The boss thinks it’s a good idea to keep the store open during coronavirus. #MoodRings is trending on Twitter and he has back-stock from 1996. The rings measure body heat by color and rumored as early predictors of illness. Green is normal temperature, yellow elevated and brown means see a doctor quick. Everyone crosses fingers and hopes for violet blue, the cool blessed Mother Mary of natural immunity.
‘Make sure to wear a ring so the customers can see the product.’
‘What if it reads I’m sick?’
He digs through a box labeled RETURNS. ‘Here, wear a busted one. Tell them gray means no sign of the virus.’
We open the store. People stretch in social distance for blocks. One guy rolls up a sleeping bag, another a lawn chair.
‘One per customer, not one per family,’ the boss says. ‘If parents give the kids money to buy a ring, no problem. The idea here is to liquidate the stock.’

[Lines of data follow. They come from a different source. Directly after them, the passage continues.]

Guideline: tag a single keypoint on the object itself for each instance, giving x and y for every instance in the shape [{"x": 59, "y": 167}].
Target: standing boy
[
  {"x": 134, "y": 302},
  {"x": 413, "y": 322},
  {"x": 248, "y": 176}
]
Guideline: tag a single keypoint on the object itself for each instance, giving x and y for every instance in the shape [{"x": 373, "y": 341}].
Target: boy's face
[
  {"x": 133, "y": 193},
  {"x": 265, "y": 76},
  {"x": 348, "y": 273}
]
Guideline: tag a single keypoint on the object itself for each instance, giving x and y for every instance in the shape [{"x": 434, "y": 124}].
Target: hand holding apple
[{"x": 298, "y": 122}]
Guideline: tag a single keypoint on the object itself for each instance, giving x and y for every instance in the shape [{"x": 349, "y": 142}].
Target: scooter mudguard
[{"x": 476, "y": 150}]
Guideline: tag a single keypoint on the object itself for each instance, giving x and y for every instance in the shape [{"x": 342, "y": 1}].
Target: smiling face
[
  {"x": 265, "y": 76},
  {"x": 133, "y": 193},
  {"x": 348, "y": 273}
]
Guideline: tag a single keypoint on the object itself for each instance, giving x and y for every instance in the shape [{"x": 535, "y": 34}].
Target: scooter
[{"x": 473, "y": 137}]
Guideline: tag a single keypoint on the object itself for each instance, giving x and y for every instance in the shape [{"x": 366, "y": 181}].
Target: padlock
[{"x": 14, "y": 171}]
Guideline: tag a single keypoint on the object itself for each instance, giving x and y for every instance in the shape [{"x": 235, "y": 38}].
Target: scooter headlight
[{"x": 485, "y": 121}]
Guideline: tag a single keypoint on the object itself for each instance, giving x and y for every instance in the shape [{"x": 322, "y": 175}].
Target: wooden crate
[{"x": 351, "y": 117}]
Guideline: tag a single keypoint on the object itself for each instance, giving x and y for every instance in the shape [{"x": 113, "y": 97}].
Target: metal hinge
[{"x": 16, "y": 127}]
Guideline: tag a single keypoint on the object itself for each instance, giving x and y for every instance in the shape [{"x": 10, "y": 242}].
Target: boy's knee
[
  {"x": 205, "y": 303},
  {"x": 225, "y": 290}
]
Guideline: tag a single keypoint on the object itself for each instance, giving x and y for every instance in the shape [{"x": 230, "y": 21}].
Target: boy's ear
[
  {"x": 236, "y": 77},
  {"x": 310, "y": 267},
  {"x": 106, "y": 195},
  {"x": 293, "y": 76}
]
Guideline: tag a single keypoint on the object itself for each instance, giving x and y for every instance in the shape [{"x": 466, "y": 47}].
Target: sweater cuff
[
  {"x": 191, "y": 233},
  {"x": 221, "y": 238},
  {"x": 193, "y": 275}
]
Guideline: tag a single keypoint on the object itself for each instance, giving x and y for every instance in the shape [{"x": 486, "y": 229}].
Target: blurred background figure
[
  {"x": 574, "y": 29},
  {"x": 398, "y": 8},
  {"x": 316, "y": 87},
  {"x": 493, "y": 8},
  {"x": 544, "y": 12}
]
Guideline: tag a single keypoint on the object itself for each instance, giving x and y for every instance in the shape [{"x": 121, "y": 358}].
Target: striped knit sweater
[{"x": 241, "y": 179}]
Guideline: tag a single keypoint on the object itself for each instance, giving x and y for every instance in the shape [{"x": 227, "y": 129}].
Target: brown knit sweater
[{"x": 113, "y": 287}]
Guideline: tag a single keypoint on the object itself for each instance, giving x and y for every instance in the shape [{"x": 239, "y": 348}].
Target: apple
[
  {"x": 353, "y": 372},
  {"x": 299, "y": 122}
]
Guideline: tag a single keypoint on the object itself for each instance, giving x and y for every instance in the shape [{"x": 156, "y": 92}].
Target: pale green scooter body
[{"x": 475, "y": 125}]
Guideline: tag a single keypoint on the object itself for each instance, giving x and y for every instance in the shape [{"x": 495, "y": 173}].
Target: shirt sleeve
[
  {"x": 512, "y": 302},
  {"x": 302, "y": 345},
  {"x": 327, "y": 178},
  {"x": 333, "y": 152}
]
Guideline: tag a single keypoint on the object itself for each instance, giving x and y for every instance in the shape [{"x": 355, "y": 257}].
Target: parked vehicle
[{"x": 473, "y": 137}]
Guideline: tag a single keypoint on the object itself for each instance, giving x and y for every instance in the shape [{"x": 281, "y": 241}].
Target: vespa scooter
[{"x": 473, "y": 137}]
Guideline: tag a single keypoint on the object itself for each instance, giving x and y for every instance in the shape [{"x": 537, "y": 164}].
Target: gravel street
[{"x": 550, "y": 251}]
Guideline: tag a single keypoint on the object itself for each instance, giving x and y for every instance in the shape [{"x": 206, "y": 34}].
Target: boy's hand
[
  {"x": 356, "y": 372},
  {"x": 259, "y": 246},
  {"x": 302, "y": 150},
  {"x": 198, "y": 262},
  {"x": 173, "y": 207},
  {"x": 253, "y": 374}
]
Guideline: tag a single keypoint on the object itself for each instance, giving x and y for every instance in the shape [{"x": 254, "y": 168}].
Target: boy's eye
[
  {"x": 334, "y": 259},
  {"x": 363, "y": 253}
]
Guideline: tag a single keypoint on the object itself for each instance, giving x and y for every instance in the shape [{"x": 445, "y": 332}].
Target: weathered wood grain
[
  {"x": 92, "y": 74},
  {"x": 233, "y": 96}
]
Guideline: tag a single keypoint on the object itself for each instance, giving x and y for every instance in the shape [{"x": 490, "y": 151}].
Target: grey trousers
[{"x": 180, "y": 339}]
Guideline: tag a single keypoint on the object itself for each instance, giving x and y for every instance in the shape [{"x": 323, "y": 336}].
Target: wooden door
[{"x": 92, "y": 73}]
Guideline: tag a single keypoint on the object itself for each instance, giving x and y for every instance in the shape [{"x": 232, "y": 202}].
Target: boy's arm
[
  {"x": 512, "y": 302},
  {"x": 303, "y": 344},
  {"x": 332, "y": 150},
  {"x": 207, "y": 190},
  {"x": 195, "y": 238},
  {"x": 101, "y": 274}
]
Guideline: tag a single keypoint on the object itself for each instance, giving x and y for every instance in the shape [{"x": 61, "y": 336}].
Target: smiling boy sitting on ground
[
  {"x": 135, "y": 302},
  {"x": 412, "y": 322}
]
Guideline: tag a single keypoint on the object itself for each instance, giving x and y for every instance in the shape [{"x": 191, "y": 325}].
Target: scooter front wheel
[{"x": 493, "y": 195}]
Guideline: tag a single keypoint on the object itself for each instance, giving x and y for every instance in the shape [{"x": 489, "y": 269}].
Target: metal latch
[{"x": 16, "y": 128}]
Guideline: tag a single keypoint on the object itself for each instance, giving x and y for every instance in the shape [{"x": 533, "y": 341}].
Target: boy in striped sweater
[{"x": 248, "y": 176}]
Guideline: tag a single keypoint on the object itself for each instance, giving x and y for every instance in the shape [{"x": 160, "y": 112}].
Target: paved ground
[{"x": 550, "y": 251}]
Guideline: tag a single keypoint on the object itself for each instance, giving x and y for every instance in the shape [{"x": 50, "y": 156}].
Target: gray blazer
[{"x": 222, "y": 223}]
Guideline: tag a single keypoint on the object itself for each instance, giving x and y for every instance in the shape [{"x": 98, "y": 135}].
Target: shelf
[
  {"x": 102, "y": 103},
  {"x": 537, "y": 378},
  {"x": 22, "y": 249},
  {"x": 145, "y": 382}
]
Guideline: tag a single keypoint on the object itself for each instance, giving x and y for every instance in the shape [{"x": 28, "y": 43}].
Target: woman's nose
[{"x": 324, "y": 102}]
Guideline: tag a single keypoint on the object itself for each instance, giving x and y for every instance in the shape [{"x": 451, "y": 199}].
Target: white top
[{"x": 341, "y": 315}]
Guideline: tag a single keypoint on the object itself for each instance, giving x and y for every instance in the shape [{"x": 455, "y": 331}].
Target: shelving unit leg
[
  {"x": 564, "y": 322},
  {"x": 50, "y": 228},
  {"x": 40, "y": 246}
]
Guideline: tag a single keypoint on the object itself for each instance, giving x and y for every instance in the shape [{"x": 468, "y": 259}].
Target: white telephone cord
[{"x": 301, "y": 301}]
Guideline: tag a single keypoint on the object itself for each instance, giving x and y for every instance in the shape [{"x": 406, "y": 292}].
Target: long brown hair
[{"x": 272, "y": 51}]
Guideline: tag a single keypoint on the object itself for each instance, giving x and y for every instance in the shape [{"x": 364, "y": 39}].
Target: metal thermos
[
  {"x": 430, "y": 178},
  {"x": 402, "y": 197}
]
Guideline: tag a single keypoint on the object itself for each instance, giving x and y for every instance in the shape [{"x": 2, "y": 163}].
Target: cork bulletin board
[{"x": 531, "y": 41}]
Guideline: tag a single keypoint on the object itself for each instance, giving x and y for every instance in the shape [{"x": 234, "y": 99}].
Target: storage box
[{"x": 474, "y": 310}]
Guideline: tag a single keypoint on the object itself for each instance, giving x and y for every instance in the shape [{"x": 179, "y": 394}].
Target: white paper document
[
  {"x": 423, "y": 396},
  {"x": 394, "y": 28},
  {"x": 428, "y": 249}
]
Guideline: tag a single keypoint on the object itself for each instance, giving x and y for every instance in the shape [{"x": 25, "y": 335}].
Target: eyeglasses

I wear my mask with the unicorn patch for luck. The customers babble about my look behind masks of their own making. Show us your ring, gray means no sign of virus, what? Tweet that, #gray or #grey maybe #graygrey? Hey, keep working that mask, unicorns are magical.
I slip off my shoes behind the counter and sell mood rings. My feet always hurt at work, like standing on sand spurs. The cold terrazzo floor soothes relief. The boss notices and digs through a cabinet of summer stock. He finds the toe rings. ‘Put one on. I’ll take over here, you work the customers. Tell them with every mood ring purchase, toe rings are half off.’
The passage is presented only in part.